Pavel Ignatieff
Quick Facts
Biography
Count Pavel Nikolayevich Ignatiev (Russian: Павел Николаевич Игнатьев, sometimes rendered in English as Paul Ignatieff; June 30/July 12, 1870 Istanbul– August 12, 1945) was an Imperial Russian politician. Pavel's father Count Nikolay Pavlovich Ignatyev, was Russian Minister of the Interior under Tsar Alexander III of Russia.
Life and work
Ignatieff married Princess Natalya Meshcherskaya (1877-1944) in Nice, France on April 16, 1903. They would have seven children, all boys, two of whom died as infants.

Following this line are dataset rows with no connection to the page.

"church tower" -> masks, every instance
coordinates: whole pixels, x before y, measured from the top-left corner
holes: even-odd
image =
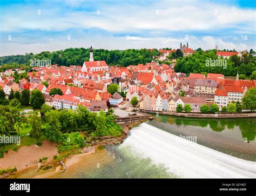
[[[89,61],[94,61],[93,60],[93,49],[92,46],[90,49],[90,60]]]

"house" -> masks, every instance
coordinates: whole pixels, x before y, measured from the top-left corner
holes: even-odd
[[[212,79],[199,79],[194,83],[194,93],[214,94],[217,87],[216,81]]]
[[[90,103],[90,111],[91,112],[99,112],[101,110],[107,112],[106,100],[92,100]]]
[[[105,60],[85,61],[82,67],[82,71],[91,73],[107,70],[109,66]]]
[[[50,107],[53,106],[53,97],[44,93],[44,103]]]
[[[1,87],[1,89],[4,90],[5,94],[10,94],[10,92],[11,92],[11,88],[10,86],[8,86],[6,84],[2,82],[0,82],[0,86]]]
[[[113,97],[109,99],[109,103],[111,105],[118,105],[123,101],[123,97],[119,93],[116,92],[113,94]]]
[[[174,112],[176,111],[176,104],[173,98],[171,98],[168,103],[168,111]]]
[[[223,57],[223,58],[228,59],[231,56],[237,55],[240,58],[242,58],[242,55],[241,52],[221,52],[218,51],[216,53],[216,55],[218,56],[218,58],[220,58],[221,57]]]
[[[146,94],[143,98],[143,107],[144,110],[151,110],[151,96]]]
[[[221,108],[223,106],[227,106],[228,97],[226,90],[218,89],[215,91],[214,103]]]
[[[191,112],[200,112],[200,108],[203,104],[206,104],[206,99],[204,97],[180,97],[176,102],[176,106],[181,104],[190,104],[191,106]]]

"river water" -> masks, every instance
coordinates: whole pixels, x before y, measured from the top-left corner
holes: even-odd
[[[17,178],[256,178],[255,119],[160,116],[133,127],[120,145],[79,158],[65,172]]]

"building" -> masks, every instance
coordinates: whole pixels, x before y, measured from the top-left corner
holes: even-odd
[[[116,92],[113,94],[113,97],[109,99],[109,103],[111,105],[118,105],[122,103],[123,101],[123,97],[120,95],[117,92]]]
[[[199,79],[194,83],[194,93],[214,94],[217,87],[216,81],[212,79]]]
[[[220,58],[221,57],[223,57],[223,58],[228,59],[231,56],[237,55],[240,58],[242,58],[242,55],[241,52],[217,52],[216,55],[218,56],[218,58]]]
[[[228,94],[225,89],[217,89],[214,94],[214,103],[220,107],[227,106]]]
[[[204,104],[206,104],[206,99],[204,97],[180,97],[176,102],[176,106],[181,104],[184,107],[185,104],[190,104],[191,112],[200,112],[200,108]]]

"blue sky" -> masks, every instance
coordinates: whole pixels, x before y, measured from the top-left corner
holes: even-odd
[[[0,2],[0,56],[70,47],[256,50],[255,1]]]

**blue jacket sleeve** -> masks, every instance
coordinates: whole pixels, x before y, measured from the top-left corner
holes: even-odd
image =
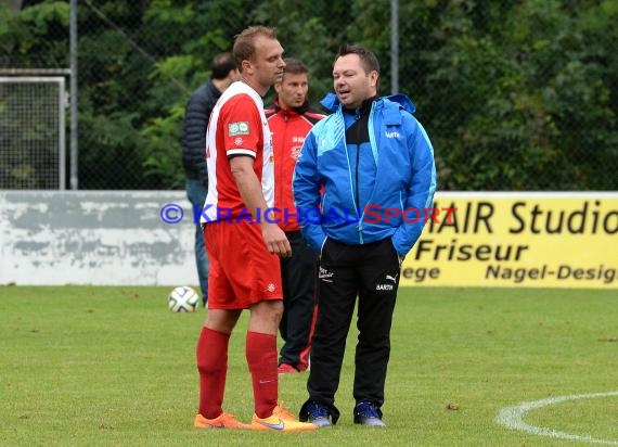
[[[321,181],[318,174],[318,146],[313,131],[309,132],[300,149],[300,156],[294,169],[292,188],[300,231],[316,253],[320,253],[326,234],[322,229]]]
[[[430,208],[436,192],[436,164],[434,148],[421,123],[413,118],[416,128],[408,140],[408,149],[412,159],[412,181],[408,186],[405,208],[414,208],[421,218],[416,222],[401,225],[392,234],[392,245],[400,256],[405,256],[414,246],[425,226],[425,209]]]

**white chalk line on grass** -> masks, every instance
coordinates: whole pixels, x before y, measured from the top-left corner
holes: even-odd
[[[495,417],[495,422],[504,425],[507,429],[518,430],[520,432],[528,432],[533,435],[539,436],[550,436],[570,440],[581,440],[585,443],[593,444],[605,444],[610,446],[618,446],[618,440],[606,440],[597,439],[595,437],[585,435],[572,435],[570,433],[557,432],[552,429],[545,429],[543,426],[535,426],[524,422],[524,414],[530,410],[536,410],[538,408],[546,407],[549,405],[561,404],[567,400],[579,400],[579,399],[594,399],[595,397],[607,397],[607,396],[618,396],[618,391],[608,393],[592,393],[592,394],[577,394],[572,396],[558,396],[550,397],[548,399],[535,400],[529,403],[522,403],[513,407],[505,407]]]

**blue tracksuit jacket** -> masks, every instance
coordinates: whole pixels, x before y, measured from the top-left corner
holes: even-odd
[[[293,179],[302,235],[318,253],[326,238],[350,245],[391,238],[405,256],[423,231],[436,191],[434,149],[412,115],[414,104],[403,94],[373,101],[369,140],[375,168],[357,176],[342,104],[333,93],[321,103],[333,114],[305,139]],[[356,179],[361,190],[365,183],[371,191],[361,203]]]

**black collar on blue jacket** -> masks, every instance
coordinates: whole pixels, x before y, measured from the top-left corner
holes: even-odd
[[[356,108],[343,107],[344,113],[347,113],[350,115],[356,115],[357,118],[360,118],[361,116],[364,116],[364,115],[369,115],[369,113],[371,112],[371,105],[373,104],[373,102],[376,99],[377,99],[377,97],[371,97],[371,98],[364,100],[360,107],[356,107]]]

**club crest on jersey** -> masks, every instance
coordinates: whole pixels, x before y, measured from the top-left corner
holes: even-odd
[[[249,124],[247,122],[230,123],[228,125],[229,137],[237,135],[249,135]]]

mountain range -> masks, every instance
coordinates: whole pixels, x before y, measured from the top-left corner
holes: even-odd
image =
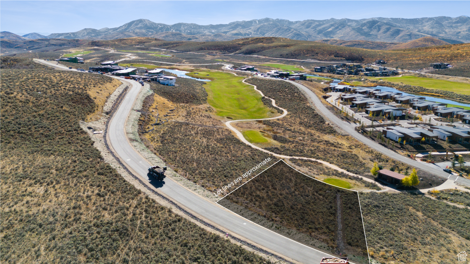
[[[113,28],[86,28],[77,32],[56,33],[47,36],[32,33],[23,37],[31,39],[104,40],[144,37],[167,40],[196,41],[225,41],[249,37],[278,37],[301,40],[337,39],[387,42],[407,42],[432,37],[456,44],[470,42],[470,17],[462,16],[411,19],[331,18],[301,21],[266,18],[207,25],[189,23],[167,25],[148,19],[138,19]],[[2,38],[4,38],[3,36]]]

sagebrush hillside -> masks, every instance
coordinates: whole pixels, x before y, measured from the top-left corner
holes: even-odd
[[[78,125],[99,75],[2,69],[2,263],[266,263],[157,203]],[[223,257],[222,257],[223,256]]]

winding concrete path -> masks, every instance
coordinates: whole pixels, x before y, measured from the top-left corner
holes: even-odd
[[[234,74],[235,74],[235,73],[234,73],[233,72],[232,73],[233,73]],[[250,78],[251,78],[251,77],[250,77]],[[238,131],[237,129],[236,129],[236,128],[235,128],[235,127],[234,127],[232,125],[232,123],[235,123],[235,122],[238,122],[254,121],[258,121],[258,120],[270,120],[270,119],[277,119],[277,118],[281,118],[283,117],[284,116],[285,116],[286,115],[287,115],[288,112],[287,112],[287,110],[286,110],[285,109],[284,109],[283,108],[282,108],[278,106],[277,105],[276,105],[276,101],[275,101],[275,100],[274,100],[274,99],[273,99],[272,98],[270,98],[269,97],[265,96],[265,95],[262,92],[261,92],[261,91],[260,91],[260,90],[259,90],[258,89],[257,87],[256,87],[256,85],[252,85],[251,84],[249,84],[249,83],[246,82],[245,81],[245,80],[246,79],[245,79],[245,80],[243,80],[242,82],[243,83],[245,83],[245,84],[247,84],[247,85],[249,85],[253,86],[254,87],[254,89],[255,89],[255,90],[256,90],[257,92],[258,92],[258,93],[259,93],[262,96],[264,96],[266,98],[267,98],[267,99],[270,100],[272,102],[273,105],[274,107],[279,108],[279,109],[282,110],[282,111],[283,111],[283,113],[281,116],[275,116],[275,117],[270,117],[270,118],[259,118],[259,119],[239,119],[239,120],[230,120],[230,121],[227,121],[227,122],[225,122],[225,125],[226,126],[227,126],[227,127],[228,127],[230,130],[232,130],[234,132],[235,132],[235,134],[236,134],[237,136],[238,137],[238,138],[240,139],[240,140],[241,140],[242,142],[243,142],[243,143],[244,143],[248,145],[248,146],[251,147],[251,148],[256,148],[256,149],[258,149],[258,150],[260,150],[260,151],[263,151],[263,152],[265,152],[266,153],[268,153],[269,154],[270,154],[270,155],[273,155],[273,156],[276,156],[276,157],[278,157],[282,158],[285,158],[285,159],[297,159],[306,160],[309,160],[309,161],[311,161],[317,162],[318,163],[321,163],[321,164],[323,164],[323,165],[326,165],[326,166],[327,166],[328,167],[330,167],[330,168],[332,168],[332,169],[333,169],[334,170],[336,170],[337,171],[340,171],[341,172],[343,172],[345,174],[347,174],[348,175],[359,177],[359,178],[360,178],[360,179],[363,179],[363,180],[365,180],[366,181],[368,181],[369,182],[371,182],[371,183],[375,183],[375,184],[377,184],[377,185],[378,185],[379,186],[380,186],[380,187],[382,187],[382,188],[383,188],[384,189],[386,189],[387,190],[391,190],[391,191],[396,191],[396,192],[399,192],[400,191],[396,190],[396,189],[394,189],[393,188],[391,188],[391,187],[389,187],[388,186],[380,184],[380,183],[379,183],[375,181],[374,180],[372,180],[372,179],[369,179],[368,178],[367,178],[366,177],[363,177],[361,176],[360,175],[358,175],[357,174],[355,174],[354,173],[352,173],[351,172],[347,171],[345,171],[345,170],[343,170],[343,169],[341,169],[341,168],[338,167],[336,165],[331,164],[331,163],[329,163],[329,162],[326,162],[325,161],[322,161],[322,160],[317,160],[317,159],[313,159],[313,158],[307,158],[307,157],[297,157],[297,156],[287,156],[287,155],[281,155],[281,154],[278,154],[277,153],[274,153],[274,152],[272,152],[271,151],[269,151],[268,150],[266,150],[266,149],[265,149],[264,148],[260,148],[260,147],[258,147],[257,146],[253,145],[253,144],[252,144],[251,143],[250,141],[249,141],[248,140],[246,140],[246,139],[245,139],[245,137],[243,136],[243,134],[241,132],[240,132],[239,131]]]

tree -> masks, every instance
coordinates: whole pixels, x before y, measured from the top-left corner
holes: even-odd
[[[416,169],[413,169],[411,173],[401,180],[401,184],[407,187],[416,186],[419,184],[419,179],[418,179],[418,174]]]
[[[377,171],[380,170],[380,168],[379,168],[379,164],[376,162],[375,162],[374,163],[374,167],[370,170],[370,173],[374,176],[376,176],[379,174]]]
[[[460,164],[460,168],[461,169],[463,169],[463,163],[465,163],[465,162],[463,161],[463,156],[460,156],[460,157],[459,158],[459,164]]]

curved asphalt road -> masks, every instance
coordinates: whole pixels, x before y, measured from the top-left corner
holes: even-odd
[[[52,62],[35,60],[37,62],[68,70],[61,64]],[[123,80],[121,78],[117,78]],[[331,255],[320,252],[277,233],[273,232],[228,211],[217,203],[208,202],[171,179],[163,182],[149,179],[147,168],[150,165],[133,148],[127,140],[125,124],[141,91],[141,85],[134,81],[128,81],[132,87],[119,105],[110,122],[108,136],[114,153],[125,165],[138,176],[149,180],[151,184],[176,202],[196,214],[225,228],[227,233],[235,233],[278,253],[306,264],[318,264],[322,257]],[[254,164],[253,164],[254,165]]]
[[[355,125],[352,125],[347,122],[341,120],[338,118],[334,114],[327,109],[326,107],[323,105],[320,98],[317,96],[314,93],[312,92],[310,89],[299,83],[293,81],[287,80],[293,85],[297,86],[298,88],[305,92],[307,96],[310,98],[315,105],[315,108],[318,111],[326,116],[330,121],[335,123],[335,124],[339,126],[343,130],[346,131],[350,135],[355,138],[356,139],[377,150],[379,152],[386,155],[390,157],[393,158],[397,160],[401,161],[408,165],[413,166],[418,169],[429,171],[434,173],[437,175],[447,178],[449,177],[449,173],[445,172],[442,169],[430,163],[419,162],[411,159],[409,159],[406,157],[402,156],[394,151],[382,146],[382,145],[374,142],[370,140],[364,136],[355,129]],[[455,178],[455,175],[453,175],[451,178]],[[454,179],[454,180],[455,180]]]

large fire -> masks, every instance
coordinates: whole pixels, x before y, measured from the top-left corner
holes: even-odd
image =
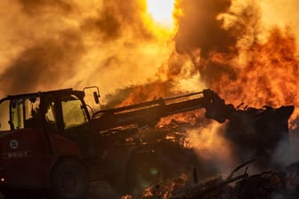
[[[295,105],[295,130],[297,3],[280,4],[2,0],[0,95],[97,84],[121,106],[208,87],[235,106]]]

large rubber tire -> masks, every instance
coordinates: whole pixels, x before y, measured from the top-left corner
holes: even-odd
[[[88,188],[87,172],[78,161],[63,160],[51,172],[50,198],[83,199]]]

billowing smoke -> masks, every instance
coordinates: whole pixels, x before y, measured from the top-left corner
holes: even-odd
[[[145,1],[1,1],[0,95],[99,85],[102,93],[158,79],[172,47]]]
[[[298,107],[297,3],[280,4],[177,0],[172,38],[145,0],[2,0],[0,95],[98,85],[120,89],[107,97],[119,106],[210,87],[236,106]]]

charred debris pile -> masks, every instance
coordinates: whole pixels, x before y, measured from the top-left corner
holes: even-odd
[[[286,167],[274,156],[278,150],[280,151],[280,155],[287,156],[289,154],[288,119],[294,111],[294,106],[278,108],[263,107],[263,108],[239,109],[233,107],[231,110],[233,111],[230,111],[229,114],[225,113],[228,122],[225,123],[224,137],[232,143],[233,155],[237,162],[242,163],[243,161],[243,163],[224,178],[206,168],[209,163],[205,163],[206,168],[201,167],[200,162],[204,160],[198,159],[198,156],[192,159],[190,157],[193,155],[188,154],[189,156],[182,157],[182,153],[173,151],[174,154],[181,156],[181,161],[178,161],[180,165],[170,162],[167,166],[178,168],[183,165],[192,165],[194,166],[192,169],[187,166],[184,168],[191,170],[191,178],[188,178],[188,180],[184,178],[176,178],[160,181],[146,188],[142,196],[137,198],[299,198],[299,163]],[[208,113],[206,114],[206,118],[213,118],[213,111],[206,109],[206,113]],[[171,138],[174,142],[180,142],[182,144],[181,146],[186,147],[185,130],[198,127],[203,123],[205,120],[198,118],[193,124],[172,120],[168,124],[156,126],[154,131],[150,131],[156,132],[155,136],[163,135],[168,139]],[[146,133],[147,131],[141,131]],[[156,139],[155,136],[152,139]],[[158,139],[162,140],[161,138]],[[172,154],[172,152],[169,153]],[[186,156],[188,158],[185,158]],[[250,158],[254,159],[245,161]],[[172,157],[169,159],[173,160]],[[251,165],[254,165],[255,173],[248,172]],[[176,171],[179,172],[179,171]],[[205,173],[208,174],[205,176]],[[214,176],[219,177],[214,178]],[[193,179],[190,180],[190,179]],[[131,196],[125,198],[131,198]]]
[[[143,193],[142,199],[295,199],[299,197],[299,163],[281,171],[248,174],[248,164],[242,163],[231,173],[212,179],[187,183],[183,179],[154,185]],[[240,174],[236,174],[237,172]],[[242,172],[243,171],[243,172]]]

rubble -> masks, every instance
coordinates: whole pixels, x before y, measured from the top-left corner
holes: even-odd
[[[155,185],[141,199],[297,199],[299,198],[299,163],[285,171],[266,171],[248,174],[248,164],[238,166],[227,177],[219,176],[204,182],[182,184],[178,179]],[[244,168],[242,174],[235,172]]]

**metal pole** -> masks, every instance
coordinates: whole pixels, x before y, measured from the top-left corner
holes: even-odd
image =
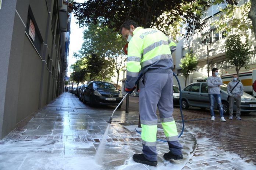
[[[141,128],[141,118],[139,116],[139,125],[138,125],[138,128]]]
[[[125,106],[125,113],[129,113],[129,95],[126,97],[126,105]]]
[[[74,65],[74,68],[73,69],[73,76],[72,78],[72,90],[71,92],[72,93],[72,95],[73,96],[73,85],[74,84],[74,72],[75,71],[75,65]]]
[[[208,45],[207,46],[207,75],[209,77],[209,49]]]

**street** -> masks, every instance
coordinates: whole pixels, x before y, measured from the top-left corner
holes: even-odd
[[[132,155],[141,153],[142,148],[140,134],[134,130],[138,122],[138,97],[130,97],[129,114],[125,113],[125,103],[114,115],[105,140],[102,138],[108,125],[106,121],[115,107],[91,107],[76,96],[63,93],[20,122],[0,141],[0,169],[255,169],[255,113],[242,116],[241,121],[227,119],[221,122],[216,118],[214,122],[185,122],[179,138],[184,159],[164,160],[168,145],[157,141],[158,164],[152,167],[132,160]],[[183,112],[185,121],[210,117],[207,110],[190,108]],[[173,115],[179,133],[178,107]],[[161,129],[157,138],[165,140]],[[95,158],[103,142],[104,149]]]

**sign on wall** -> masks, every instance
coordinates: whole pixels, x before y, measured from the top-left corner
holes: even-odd
[[[35,41],[35,25],[33,21],[31,19],[29,21],[29,36],[32,38],[33,41]]]

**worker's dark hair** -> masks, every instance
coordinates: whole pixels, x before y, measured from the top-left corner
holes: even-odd
[[[122,29],[124,28],[125,29],[129,30],[130,29],[130,26],[131,25],[132,25],[134,27],[134,28],[136,28],[139,26],[139,25],[136,22],[133,20],[127,20],[126,21],[123,23],[122,25],[120,28],[119,32],[121,34],[122,34]]]
[[[211,72],[215,72],[216,70],[218,70],[218,69],[217,69],[217,68],[214,68],[213,69],[211,70]]]

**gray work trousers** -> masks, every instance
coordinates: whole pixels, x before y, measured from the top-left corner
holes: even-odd
[[[157,107],[169,150],[174,155],[182,155],[182,147],[179,142],[177,129],[173,117],[173,73],[147,72],[139,82],[142,151],[145,158],[150,161],[157,160],[156,146]]]
[[[229,97],[230,117],[233,117],[233,106],[235,101],[237,105],[236,117],[240,117],[241,114],[241,96],[230,96]]]

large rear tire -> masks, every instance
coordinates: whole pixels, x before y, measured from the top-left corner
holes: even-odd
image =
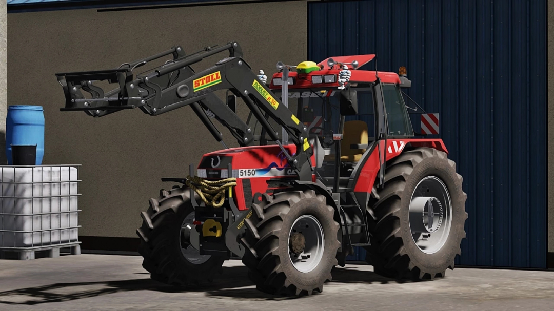
[[[252,205],[243,263],[257,288],[274,295],[321,292],[337,263],[335,209],[313,190],[264,194]]]
[[[181,228],[194,220],[189,193],[185,187],[160,190],[160,196],[150,199],[148,210],[141,214],[142,225],[137,234],[142,267],[152,279],[165,284],[202,284],[222,272],[222,258],[201,255],[191,245],[181,243]]]
[[[433,148],[407,150],[387,164],[384,187],[374,186],[368,207],[366,260],[376,273],[433,279],[454,269],[468,218],[462,180],[455,163]]]

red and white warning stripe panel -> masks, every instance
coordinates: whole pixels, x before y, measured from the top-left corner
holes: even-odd
[[[321,117],[314,117],[314,121],[308,126],[308,133],[315,133],[316,134],[320,133],[321,132],[321,128],[316,128],[314,131],[311,131],[311,129],[314,127],[321,127],[322,122]]]
[[[388,148],[387,148],[387,151],[388,151],[388,153],[396,153],[402,152],[405,144],[402,141],[392,141],[387,144],[388,144]]]
[[[438,113],[422,113],[421,133],[426,135],[439,133]]]

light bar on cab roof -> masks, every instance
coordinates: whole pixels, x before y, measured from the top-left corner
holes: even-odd
[[[323,79],[321,76],[312,76],[312,83],[314,84],[323,83]]]
[[[287,84],[290,85],[291,84],[294,84],[294,80],[293,77],[289,77],[287,80]],[[283,80],[281,78],[275,78],[273,79],[273,85],[283,85]]]

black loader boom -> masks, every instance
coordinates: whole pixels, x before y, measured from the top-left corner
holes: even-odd
[[[229,51],[229,57],[213,67],[197,73],[190,66],[225,51]],[[147,73],[134,76],[132,71],[136,68],[170,54],[173,54],[172,60]],[[191,106],[217,141],[223,143],[223,136],[207,115],[207,110],[229,130],[240,146],[250,145],[254,140],[252,129],[213,93],[230,90],[234,96],[242,99],[265,132],[279,146],[300,180],[311,180],[310,158],[314,152],[307,141],[306,126],[252,71],[243,59],[242,50],[237,42],[231,42],[217,48],[208,46],[188,55],[177,46],[114,69],[60,73],[56,76],[65,96],[65,107],[60,109],[62,111],[84,111],[89,116],[100,117],[119,110],[139,108],[145,113],[157,116]],[[94,85],[95,81],[103,80],[117,83],[119,87],[105,92]],[[85,97],[81,91],[88,92],[90,97]],[[268,117],[290,136],[297,147],[294,156],[283,147],[278,132],[271,127]]]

He was a graduate of the University of Kiev. Afterward he entered the Imperial Ministry of Agriculture eventually becoming a Director of one of its departments in 1909. He was appointed Assistant Minister of Agriculture in 1912. In 1915, during the First World War he was appointed Minister of Education. He held that position until December 1916.
As a result of the Bolshevik Revolution, Ignatieff and his family fled to France. In 1925, the family emigrated to Canada, and settled permanently three years later in Upper Melbourne in Quebec, where he died August 12, 1945.
One of the Ignatieff's sons, George, was a prominent Canadian diplomat. One of his grandsons, Michael Ignatieff, is an author, Harvard professor, former Canadian Member of Parliament and former leader of the Liberal Party of Canada.